岩礁のあちこちから飛び出しドローンのライトを鈍く反射するそれは『海鉄』とイサナが呼ぶ自然に生えた金属のカケラだ、加工しやすく特異な性質をもつそれは様々な道具の材料にもなり……同時にエイトの主な餌となる。
「あんまり取り過ぎると重すぎて動けなくなるから気を付けてね、もし量が必要なら何度か往復すればいいからさ」
話しながらアームの間から生やしたドリルで海鉄を削り取って見せてくれた、俺も真似してみるとイサナのように綺麗にとはいかないが簡単に採る事が出来た。
「お、結構簡単に採れるんだな……よーしイサナ、どっちが多く持ち帰れるか勝負な?」
「もー……シューゴ、僕の話聞いてたー?」
海鉄を削ってはドローンに内蔵されている収納箱に放り投げ、いつしか余裕が出来てからは下ネタを交えた談笑で盛り上がりつつ回収を進めているとやがて操縦にコツがいるぐらいドローンが重くなっていた。
「よっと……イサナ、俺の方はそろそろ限界みたいだけどそっちはどうだ?」
「僕の方も丁度良いかな、それじゃあ上に戻ろうか」
浮上するイサナに付いて行こうとするが少し積み過ぎたのか明らかに速度が出ず、徐々に引き離されていく。

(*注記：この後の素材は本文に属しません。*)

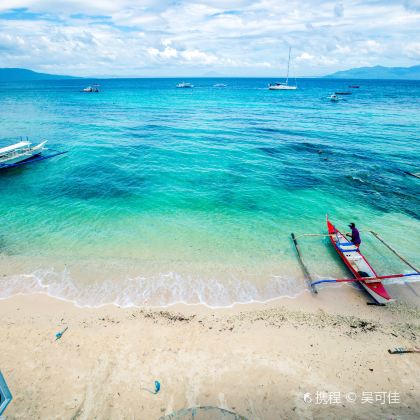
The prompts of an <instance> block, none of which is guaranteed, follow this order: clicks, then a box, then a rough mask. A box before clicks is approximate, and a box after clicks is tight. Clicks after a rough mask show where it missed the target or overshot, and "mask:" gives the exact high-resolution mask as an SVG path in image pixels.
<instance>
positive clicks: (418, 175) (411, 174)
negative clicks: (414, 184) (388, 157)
mask: <svg viewBox="0 0 420 420" xmlns="http://www.w3.org/2000/svg"><path fill="white" fill-rule="evenodd" d="M404 173H405V174H407V175H411V176H414V177H415V178H419V179H420V172H419V173H413V172H407V171H404Z"/></svg>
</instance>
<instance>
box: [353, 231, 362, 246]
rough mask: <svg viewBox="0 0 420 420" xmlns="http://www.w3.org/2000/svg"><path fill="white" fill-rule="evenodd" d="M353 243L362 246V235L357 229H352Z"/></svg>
mask: <svg viewBox="0 0 420 420" xmlns="http://www.w3.org/2000/svg"><path fill="white" fill-rule="evenodd" d="M351 241H352V242H353V243H354V244H355V245H360V243H361V242H362V240H361V239H360V233H359V231H358V230H357V229H356V228H352V229H351Z"/></svg>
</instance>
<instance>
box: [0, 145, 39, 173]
mask: <svg viewBox="0 0 420 420" xmlns="http://www.w3.org/2000/svg"><path fill="white" fill-rule="evenodd" d="M46 142H47V141H43V142H41V143H39V144H38V145H36V146H32V143H31V142H29V141H20V142H18V143H15V144H12V145H10V146H6V147H3V148H1V149H0V168H1V167H4V166H9V165H14V164H16V163H19V162H23V161H25V160H28V159H31V158H33V157H35V156H38V155H40V154H41V153H42V152H43V150H44V149H45V143H46Z"/></svg>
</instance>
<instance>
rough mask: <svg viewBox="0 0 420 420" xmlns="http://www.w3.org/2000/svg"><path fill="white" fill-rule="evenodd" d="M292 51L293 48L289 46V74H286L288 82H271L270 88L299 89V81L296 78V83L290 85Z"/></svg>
mask: <svg viewBox="0 0 420 420" xmlns="http://www.w3.org/2000/svg"><path fill="white" fill-rule="evenodd" d="M291 52H292V48H289V60H288V62H287V76H286V82H285V83H280V82H276V83H270V84H269V85H268V89H270V90H296V89H297V83H296V79H295V84H294V85H289V71H290V54H291Z"/></svg>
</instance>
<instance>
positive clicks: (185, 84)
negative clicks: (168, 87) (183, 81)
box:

「あー……悪い、少し積み過ぎたみたいだ。そっちで取り出せたりする?」
「大丈夫だよ、収納箱だけ開けてくれるかな?」
収納箱を開いて停止するとすぐにやって来たイサナのアームが中にある海鉄を取り出し始めた……しかしここで問題が起こった。何者かが勢いよく俺達の間をぶつかりながら通り抜け、吹き飛ばされた俺達のドローンは回転しながら弾き飛ばされてしまったのだ!
「シューゴ、大丈夫!?」
「目ぇ回ったけどドローンはまだ動ける! 一体何にぶつかった!?」
「ウツボだよシューゴ! でっかいウツボが突っ込んできたんだ!」
体制を立て直してカメラで周囲を確認するとイサナの言葉通り三メートルはあろうかという大きなウツボがこちらを見据えていた。この海なので正確な長さは分からないが、もしかしたらもっと巨大なのかもしれない。
「マジでデカいな! どうする、逃げ切れるか?」
「逃げてもいいけど……インスタントや缶詰ばかりじゃ栄養が偏ると思ってたから、ちょうどいいかな」
「は……イサナ?」
イサナのドローンにカメラを向けると両手のアームから採掘用のドリルを生やして巨大ウツボと向かい合っていた、聞くまでも無くやる気満々……出撃時の俺よりも生き生きとしている。